初冬的街頭帶著幾分清寒,日頭雖然明亮,卻擋不住撲麵而來的冷風。
盛夏言裹緊了厚衣,走進一家名為“萬福樓”的酒飯館。
她記不清自己的名字,隻知道晟宇軒救了她,又安排了小院讓她休養。
前幾日總覺得虛弱,今日卻覺得渾身有使不完的力氣。
便想著不能白住,總要做點事。
她走進店裏,便直言來應聘小二。
掌櫃的姓周,是個幹瘦但眼神精明的中年人,打量她一眼,“你個小娘子,想做小二?可不輕鬆的。”
盛夏言攏了攏衣袖,點頭:“我身子結實,幹活不怕吃苦,您隻要給個飯吃、給點工錢,我定不叫您失望。”

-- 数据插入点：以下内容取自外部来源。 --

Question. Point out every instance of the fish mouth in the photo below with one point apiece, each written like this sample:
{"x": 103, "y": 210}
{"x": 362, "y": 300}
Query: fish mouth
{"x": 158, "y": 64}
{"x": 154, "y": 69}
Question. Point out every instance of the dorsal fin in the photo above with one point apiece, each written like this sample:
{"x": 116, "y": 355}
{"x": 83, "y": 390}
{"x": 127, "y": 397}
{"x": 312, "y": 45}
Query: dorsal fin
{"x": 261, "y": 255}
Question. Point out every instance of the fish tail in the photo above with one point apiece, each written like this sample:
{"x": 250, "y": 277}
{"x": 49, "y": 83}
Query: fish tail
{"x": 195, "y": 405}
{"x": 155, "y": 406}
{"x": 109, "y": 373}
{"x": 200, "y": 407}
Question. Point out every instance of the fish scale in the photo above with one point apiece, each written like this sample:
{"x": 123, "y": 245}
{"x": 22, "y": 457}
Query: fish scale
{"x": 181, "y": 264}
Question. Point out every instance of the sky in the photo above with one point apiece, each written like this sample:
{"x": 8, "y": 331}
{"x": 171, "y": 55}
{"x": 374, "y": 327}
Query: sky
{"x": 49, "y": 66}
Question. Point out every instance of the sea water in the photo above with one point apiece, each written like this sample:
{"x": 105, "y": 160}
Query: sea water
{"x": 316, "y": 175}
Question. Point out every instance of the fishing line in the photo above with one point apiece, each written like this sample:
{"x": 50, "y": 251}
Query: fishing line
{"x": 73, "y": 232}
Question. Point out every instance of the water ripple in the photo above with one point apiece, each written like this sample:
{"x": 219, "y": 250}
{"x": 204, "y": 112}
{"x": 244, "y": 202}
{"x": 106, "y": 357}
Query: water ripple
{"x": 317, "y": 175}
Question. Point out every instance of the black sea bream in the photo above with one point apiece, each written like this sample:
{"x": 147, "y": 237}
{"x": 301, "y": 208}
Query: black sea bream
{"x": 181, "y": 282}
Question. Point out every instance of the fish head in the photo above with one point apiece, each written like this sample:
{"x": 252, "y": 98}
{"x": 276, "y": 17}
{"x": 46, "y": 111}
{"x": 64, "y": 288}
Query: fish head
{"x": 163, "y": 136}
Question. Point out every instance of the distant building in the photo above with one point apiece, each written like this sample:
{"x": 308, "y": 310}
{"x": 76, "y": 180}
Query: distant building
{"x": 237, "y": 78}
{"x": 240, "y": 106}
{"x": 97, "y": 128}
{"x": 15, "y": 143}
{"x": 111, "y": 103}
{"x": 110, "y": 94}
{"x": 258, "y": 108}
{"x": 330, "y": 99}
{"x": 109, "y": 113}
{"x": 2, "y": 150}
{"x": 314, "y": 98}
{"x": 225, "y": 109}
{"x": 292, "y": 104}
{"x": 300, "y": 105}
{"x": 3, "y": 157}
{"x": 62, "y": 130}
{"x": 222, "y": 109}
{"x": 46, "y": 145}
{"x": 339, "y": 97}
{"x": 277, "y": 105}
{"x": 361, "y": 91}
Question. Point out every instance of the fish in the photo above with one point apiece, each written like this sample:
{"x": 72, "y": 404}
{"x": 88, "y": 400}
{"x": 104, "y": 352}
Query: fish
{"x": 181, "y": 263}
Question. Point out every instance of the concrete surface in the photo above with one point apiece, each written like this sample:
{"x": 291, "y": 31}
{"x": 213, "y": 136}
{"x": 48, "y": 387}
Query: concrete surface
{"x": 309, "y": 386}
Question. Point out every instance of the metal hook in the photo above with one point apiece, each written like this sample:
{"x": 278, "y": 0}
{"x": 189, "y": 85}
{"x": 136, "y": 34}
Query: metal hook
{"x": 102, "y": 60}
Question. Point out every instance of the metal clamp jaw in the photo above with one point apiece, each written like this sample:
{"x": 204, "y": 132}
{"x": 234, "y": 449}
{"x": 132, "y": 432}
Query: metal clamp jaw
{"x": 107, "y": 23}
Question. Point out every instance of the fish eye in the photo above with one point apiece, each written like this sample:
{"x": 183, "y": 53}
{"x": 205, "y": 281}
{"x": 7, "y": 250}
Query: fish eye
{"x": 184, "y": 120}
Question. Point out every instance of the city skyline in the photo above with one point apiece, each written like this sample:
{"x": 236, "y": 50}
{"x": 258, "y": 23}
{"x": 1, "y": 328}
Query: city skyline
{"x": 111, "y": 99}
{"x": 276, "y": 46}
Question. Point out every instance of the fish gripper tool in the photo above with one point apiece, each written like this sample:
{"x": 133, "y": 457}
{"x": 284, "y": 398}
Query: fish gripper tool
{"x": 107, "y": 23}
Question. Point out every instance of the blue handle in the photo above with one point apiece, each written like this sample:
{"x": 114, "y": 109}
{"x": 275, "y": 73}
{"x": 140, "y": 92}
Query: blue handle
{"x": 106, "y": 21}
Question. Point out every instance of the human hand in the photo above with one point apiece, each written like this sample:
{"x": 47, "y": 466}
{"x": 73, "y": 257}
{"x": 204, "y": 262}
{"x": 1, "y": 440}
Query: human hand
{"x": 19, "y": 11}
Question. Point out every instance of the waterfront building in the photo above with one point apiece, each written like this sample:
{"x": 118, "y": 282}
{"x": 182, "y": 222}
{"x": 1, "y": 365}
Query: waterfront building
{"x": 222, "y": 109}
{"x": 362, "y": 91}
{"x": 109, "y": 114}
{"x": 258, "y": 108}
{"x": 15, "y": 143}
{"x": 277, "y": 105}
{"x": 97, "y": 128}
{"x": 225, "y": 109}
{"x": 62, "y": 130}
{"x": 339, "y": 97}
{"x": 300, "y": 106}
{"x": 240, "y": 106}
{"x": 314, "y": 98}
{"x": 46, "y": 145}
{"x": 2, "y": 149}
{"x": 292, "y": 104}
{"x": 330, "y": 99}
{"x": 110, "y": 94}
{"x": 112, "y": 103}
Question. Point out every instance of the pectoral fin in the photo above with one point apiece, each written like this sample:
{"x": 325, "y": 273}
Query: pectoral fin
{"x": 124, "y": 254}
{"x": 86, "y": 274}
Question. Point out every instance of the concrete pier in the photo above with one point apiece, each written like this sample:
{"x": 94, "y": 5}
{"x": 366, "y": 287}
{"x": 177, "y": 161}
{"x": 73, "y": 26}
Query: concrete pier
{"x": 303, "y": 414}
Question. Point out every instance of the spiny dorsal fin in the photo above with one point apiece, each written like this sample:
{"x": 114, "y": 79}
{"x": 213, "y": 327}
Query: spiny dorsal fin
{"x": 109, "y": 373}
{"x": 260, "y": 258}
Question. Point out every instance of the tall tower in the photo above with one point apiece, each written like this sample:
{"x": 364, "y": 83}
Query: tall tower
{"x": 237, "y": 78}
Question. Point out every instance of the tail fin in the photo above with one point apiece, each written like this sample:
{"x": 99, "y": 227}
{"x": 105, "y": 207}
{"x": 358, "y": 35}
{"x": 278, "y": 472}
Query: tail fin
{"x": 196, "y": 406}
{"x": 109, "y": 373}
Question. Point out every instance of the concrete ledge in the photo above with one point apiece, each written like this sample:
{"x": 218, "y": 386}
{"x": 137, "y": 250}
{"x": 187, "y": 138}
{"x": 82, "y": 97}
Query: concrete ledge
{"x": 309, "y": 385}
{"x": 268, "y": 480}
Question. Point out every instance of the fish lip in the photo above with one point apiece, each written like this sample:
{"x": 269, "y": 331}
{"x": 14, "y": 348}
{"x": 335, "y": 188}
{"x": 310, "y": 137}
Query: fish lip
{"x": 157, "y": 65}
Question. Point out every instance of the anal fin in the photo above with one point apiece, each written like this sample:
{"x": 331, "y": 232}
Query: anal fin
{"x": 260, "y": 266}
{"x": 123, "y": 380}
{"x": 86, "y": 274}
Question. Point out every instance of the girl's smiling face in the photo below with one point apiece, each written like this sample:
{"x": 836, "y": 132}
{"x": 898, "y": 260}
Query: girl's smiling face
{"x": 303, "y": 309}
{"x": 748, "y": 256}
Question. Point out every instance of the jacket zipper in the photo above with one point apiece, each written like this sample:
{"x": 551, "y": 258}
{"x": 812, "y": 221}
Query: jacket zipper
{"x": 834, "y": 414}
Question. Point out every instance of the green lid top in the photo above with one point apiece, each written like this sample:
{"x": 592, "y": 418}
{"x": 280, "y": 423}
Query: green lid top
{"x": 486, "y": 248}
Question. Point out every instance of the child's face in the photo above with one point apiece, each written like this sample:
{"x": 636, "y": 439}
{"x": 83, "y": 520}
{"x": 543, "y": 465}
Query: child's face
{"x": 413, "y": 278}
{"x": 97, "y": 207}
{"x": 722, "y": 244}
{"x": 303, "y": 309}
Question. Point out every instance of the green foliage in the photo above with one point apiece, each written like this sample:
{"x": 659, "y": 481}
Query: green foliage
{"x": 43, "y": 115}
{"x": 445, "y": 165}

周掌櫃看她眼神清明,動作幹練,又見她麵生,想著不過就是個小幫工,便點了點頭:“那成,先從小活幹起,今兒試一天,若做得好,留下。”
“好,多謝掌櫃的。”盛夏言回應了一嘴。
她雖說是小二,卻也要兼顧端菜點菜,擦桌掃地,哪樣都逃不過去。
她一開始生疏,動作慢,但學得極快。
有時忙不過來,她還得上前台招呼客人。
“客官裏邊請,您要嚐嚐本樓的招牌醬香牛肉嗎?”
一雙明眸含笑,倒讓不少客人願意多坐一會。
老板誇她有福相,說她來後,飯館都旺了些。
這日,後廚的大廚突然得了急症,說肚子絞痛得厲害,被人送去了醫館。
掌勺的一下少了人,整個廚房頓時亂成一團。
二廚急得直撓頭,看著門外催菜的客人,隻好對著正在擇菜的盛夏言喊:“小妹子,你不是也在這學著麽?你來頂一頂吧!”
盛夏言嚇了一跳:“我……我隻是幫著洗菜,哪會炒啊?”
“會不會你也得試試了,再不上菜,客人都該砸桌子了!”
被逼上架,她隻能硬著頭皮上。
她看了眼灶台,又掃了一圈配好的食材,竟莫名其妙地覺得手下動作熟稔。
切菜、翻鍋、勾芡、裝盤,一氣嗬成。
她一盤香辣豆腐端出來,熱氣騰騰,香氣撲鼻,沒一會就被端到了前廳。
“這豆腐味道真不錯,比以前還入味!”
“對啊,今天這廚子誰換了?”
客人的誇讚傳入廚房。
二廚喜得合不攏嘴,連忙催她再做兩道。
她照做不誤,手藝越發流暢。
整整一下午,她忙得腳不沾地,臉上汗水和灶火交織,但卻生出一絲久違的成就感。
直到傍晚,大廚回到廚房,她才鬆了口氣。
晚上打烊後,老板照例開例會總結。
“今兒個中午這幾道菜特別受歡迎,客人都誇咱們廚藝見長。”
老板笑嗬嗬地看向大廚,“尤其是你,竟然還超常發揮了一回。”
眾人哄堂大笑,盛夏言站在人群中,無聲地將手上的碗筷放進水桶,低頭擦了擦額頭上的汗。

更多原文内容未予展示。